Mediastinal Lymph Node Quantification (LNQ): Segmentation of Heterogeneous CT Data 





Example of expert annotations of mediastinal lymph nodes on a contrast-enhanced CT scan of the type to be used in the challenge.

🎬 Introduction

Accurate lymph node size estimation is critical for staging cancer patients, initial therapeutic management, and in longitudinal scans, assessing response to therapy. Current standard practice for quantifying lymph node size is based on a variety of criteria that use unidirectional or bidirectional measurements on just one or a few nodes, typically on just one axial slice. But humans have hundreds of lymph nodes, any number of which may be enlarged to various degrees due to disease or immune response. While a normal lymph node may be approximately 5 mm in diameter, a diseased lymph node may be several cm in diameter.

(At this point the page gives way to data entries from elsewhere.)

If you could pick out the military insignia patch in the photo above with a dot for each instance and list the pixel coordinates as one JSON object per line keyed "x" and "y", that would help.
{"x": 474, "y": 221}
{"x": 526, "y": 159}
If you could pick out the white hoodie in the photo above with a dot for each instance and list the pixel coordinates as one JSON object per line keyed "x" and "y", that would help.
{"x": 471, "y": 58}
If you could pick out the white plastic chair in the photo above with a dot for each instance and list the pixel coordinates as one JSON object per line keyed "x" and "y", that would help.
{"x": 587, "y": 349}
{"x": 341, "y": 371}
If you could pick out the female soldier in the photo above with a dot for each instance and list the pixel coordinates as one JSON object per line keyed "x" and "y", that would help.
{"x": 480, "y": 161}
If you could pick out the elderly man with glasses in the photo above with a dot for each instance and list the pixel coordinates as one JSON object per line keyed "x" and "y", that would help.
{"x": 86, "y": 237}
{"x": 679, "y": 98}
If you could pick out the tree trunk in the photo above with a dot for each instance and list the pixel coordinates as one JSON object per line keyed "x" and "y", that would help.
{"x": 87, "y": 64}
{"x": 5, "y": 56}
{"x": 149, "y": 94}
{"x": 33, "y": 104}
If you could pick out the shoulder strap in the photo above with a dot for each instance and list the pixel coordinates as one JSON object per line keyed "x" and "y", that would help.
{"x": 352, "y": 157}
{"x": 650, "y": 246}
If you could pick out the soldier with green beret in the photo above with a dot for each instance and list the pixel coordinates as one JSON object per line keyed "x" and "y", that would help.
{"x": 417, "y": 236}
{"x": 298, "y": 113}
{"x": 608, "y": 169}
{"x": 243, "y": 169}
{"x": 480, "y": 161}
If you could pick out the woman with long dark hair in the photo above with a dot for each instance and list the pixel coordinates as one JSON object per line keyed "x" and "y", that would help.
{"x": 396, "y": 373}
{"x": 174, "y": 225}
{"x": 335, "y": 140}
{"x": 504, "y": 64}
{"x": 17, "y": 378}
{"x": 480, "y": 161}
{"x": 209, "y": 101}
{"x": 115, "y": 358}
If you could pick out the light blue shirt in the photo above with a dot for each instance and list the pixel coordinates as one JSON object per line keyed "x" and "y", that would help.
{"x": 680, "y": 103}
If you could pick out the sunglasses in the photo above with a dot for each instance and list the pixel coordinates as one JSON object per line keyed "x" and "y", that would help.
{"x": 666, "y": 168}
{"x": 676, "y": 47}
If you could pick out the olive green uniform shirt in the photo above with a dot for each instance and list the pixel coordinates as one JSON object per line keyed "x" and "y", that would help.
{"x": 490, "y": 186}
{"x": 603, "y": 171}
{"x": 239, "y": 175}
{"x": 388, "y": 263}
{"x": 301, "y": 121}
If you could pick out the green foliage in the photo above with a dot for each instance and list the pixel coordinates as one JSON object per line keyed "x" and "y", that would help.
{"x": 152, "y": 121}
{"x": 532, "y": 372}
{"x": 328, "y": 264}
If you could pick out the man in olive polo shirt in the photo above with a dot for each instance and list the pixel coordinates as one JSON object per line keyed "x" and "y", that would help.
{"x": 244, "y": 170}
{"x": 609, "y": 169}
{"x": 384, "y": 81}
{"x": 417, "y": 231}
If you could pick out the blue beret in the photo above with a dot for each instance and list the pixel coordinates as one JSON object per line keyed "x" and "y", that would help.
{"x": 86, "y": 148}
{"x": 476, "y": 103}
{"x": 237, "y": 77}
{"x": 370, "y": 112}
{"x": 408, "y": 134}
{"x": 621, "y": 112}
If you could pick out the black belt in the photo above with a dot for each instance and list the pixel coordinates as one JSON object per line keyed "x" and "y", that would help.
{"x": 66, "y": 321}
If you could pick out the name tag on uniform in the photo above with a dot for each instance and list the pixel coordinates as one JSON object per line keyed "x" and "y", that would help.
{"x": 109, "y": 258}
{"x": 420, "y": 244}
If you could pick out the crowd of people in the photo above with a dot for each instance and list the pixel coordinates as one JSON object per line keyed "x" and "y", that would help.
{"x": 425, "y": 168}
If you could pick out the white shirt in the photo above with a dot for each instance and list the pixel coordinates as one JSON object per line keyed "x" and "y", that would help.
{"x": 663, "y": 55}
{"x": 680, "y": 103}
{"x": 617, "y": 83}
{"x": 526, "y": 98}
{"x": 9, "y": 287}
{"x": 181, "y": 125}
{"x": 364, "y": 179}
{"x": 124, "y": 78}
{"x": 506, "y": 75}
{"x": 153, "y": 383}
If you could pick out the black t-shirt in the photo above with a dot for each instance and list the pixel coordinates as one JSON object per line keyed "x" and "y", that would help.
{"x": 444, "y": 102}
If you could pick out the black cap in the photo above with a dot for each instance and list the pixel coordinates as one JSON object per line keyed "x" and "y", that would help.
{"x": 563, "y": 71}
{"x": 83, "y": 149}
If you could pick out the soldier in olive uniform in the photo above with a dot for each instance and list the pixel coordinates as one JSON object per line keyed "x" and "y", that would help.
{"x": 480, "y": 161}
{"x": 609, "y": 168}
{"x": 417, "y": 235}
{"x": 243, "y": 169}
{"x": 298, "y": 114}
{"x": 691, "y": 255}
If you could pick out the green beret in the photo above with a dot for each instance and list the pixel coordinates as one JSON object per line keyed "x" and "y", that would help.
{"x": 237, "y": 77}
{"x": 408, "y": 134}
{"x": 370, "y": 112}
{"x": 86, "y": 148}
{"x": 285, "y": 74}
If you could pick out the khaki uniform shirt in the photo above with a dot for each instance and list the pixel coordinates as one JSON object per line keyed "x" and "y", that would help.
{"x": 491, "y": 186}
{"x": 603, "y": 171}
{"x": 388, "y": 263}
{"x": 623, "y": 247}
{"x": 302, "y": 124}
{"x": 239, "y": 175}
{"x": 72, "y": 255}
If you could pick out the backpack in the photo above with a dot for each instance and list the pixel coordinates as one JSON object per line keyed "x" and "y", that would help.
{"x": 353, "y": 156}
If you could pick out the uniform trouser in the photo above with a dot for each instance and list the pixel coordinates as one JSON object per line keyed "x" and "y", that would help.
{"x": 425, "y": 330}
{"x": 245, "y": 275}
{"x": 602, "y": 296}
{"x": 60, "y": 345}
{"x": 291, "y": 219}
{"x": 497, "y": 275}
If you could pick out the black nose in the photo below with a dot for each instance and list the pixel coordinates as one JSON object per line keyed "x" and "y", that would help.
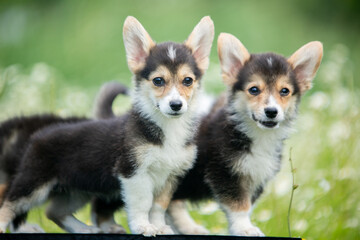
{"x": 271, "y": 112}
{"x": 175, "y": 105}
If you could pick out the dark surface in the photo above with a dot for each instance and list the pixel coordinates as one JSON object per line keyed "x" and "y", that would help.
{"x": 62, "y": 236}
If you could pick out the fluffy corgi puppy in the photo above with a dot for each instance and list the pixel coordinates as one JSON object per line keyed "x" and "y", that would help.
{"x": 240, "y": 142}
{"x": 15, "y": 134}
{"x": 136, "y": 158}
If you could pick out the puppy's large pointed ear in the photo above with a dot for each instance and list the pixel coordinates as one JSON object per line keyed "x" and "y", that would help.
{"x": 200, "y": 41}
{"x": 137, "y": 43}
{"x": 233, "y": 55}
{"x": 305, "y": 62}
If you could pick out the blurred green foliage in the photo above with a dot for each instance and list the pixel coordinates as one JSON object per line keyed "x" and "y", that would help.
{"x": 54, "y": 55}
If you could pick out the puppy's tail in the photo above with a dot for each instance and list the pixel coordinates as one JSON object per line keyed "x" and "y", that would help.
{"x": 106, "y": 97}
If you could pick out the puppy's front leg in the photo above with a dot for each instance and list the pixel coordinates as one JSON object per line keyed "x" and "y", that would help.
{"x": 238, "y": 214}
{"x": 138, "y": 197}
{"x": 158, "y": 210}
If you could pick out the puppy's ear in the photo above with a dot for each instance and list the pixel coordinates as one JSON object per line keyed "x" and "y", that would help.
{"x": 233, "y": 55}
{"x": 137, "y": 43}
{"x": 200, "y": 41}
{"x": 305, "y": 62}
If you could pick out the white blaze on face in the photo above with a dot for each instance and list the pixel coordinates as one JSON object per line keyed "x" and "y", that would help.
{"x": 174, "y": 95}
{"x": 272, "y": 103}
{"x": 171, "y": 52}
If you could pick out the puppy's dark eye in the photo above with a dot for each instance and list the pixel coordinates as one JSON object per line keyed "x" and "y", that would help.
{"x": 159, "y": 81}
{"x": 254, "y": 91}
{"x": 188, "y": 81}
{"x": 284, "y": 92}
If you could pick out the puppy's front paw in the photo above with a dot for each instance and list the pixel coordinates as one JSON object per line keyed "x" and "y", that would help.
{"x": 194, "y": 229}
{"x": 146, "y": 230}
{"x": 250, "y": 231}
{"x": 28, "y": 228}
{"x": 166, "y": 230}
{"x": 89, "y": 229}
{"x": 115, "y": 228}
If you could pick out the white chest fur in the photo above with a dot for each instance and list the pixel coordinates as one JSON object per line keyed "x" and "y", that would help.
{"x": 172, "y": 157}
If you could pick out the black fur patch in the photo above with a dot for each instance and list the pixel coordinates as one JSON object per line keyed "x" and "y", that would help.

The mediastinum, the anatomical area between the lungs and around the heart, may contain ten or more lymph nodes, often with three or more enlarged greater than 1 cm. Accurate segmentation in 3D would provide more information to evaluate lymph node disease. Full 3D segmentation of all abnormal lymph nodes in a scan promises to provide better sensitivity to detect volumetric changes indicating response to therapy. 

Machine learning models for medical image segmentation have shown remarkable progress in recent years, but we know of no tools available to fully quantify lymph nodes, probably in part because of a lack of pixel-level ground truth annotations for training. In our view, there are two critical roadblocks that hamper the development of automated lymph node identification and segmentation tools. First, lymph nodes are often within the intensity profile of normal soft tissue and have ill-defined borders, which makes them difficult to identify without medical training. This problem is further complicated by the fact that nodes can become confluent, leading to larger matted structures which have no characteristic shape. Their presentation across subjects can vary significantly, making it difficult to scale from small datasets to robust tools. Second, since there is frequently more than one diseased node per case, and manual annotation is time-consuming, there are no pre-existing clinical use cases where cases are being fully annotated. These critical issues make lymph node segmentation an ideal candidate for weakly-supervised segmentation techniques. Weakly-supervised learning has recently garnered strong interest in the medical imaging community, and the development of robust weakly-supervised techniques will enable machine-learning practitioners to leverage the weak annotations that are captured every day during real-world clinical operations.

While a large variety of weakly-supervised techniques have been proposed for image segmentation, most of these techniques have been validated either on private datasets or by artificially creating partial annotations from fully annotated datasets. The proposed LNQ2023 challenge will provide the first medical benchmark for evaluating the performance of weakly-supervised segmentation techniques for lymph node segmentation on a large dataset part of a clinical trial. The LNQ2023 Challenge invites members of the MICCAI community to develop a system that automatically segments mediastinal lymph nodes in CT scans. The LNQ2023 Challenge training dataset will consist of a unique set of high-quality pixel-level annotations of one or more clinically relevant lymph nodes in a dataset part of cancer clinical trials. The goal will be to segment all lymph nodes larger than 1 cm in diameter in the mediastinum. Participants will be provided with a subset of cases that are partially annotated (i.e. one node out of five), and evaluation of the algorithms will be performed on a distinct dataset that is fully annotated (i.e. all clinically relevant nodes). LNQ2023 is a completely open challenge. The LNQ2023 website will enable participants to submit their results to be automatically evaluated and presented on a leaderboard. The Dice Similarity Coefficient of spatial overlap and Average Symmetric Surface Distance (ASSD) will be used as evaluation metrics for segmentation.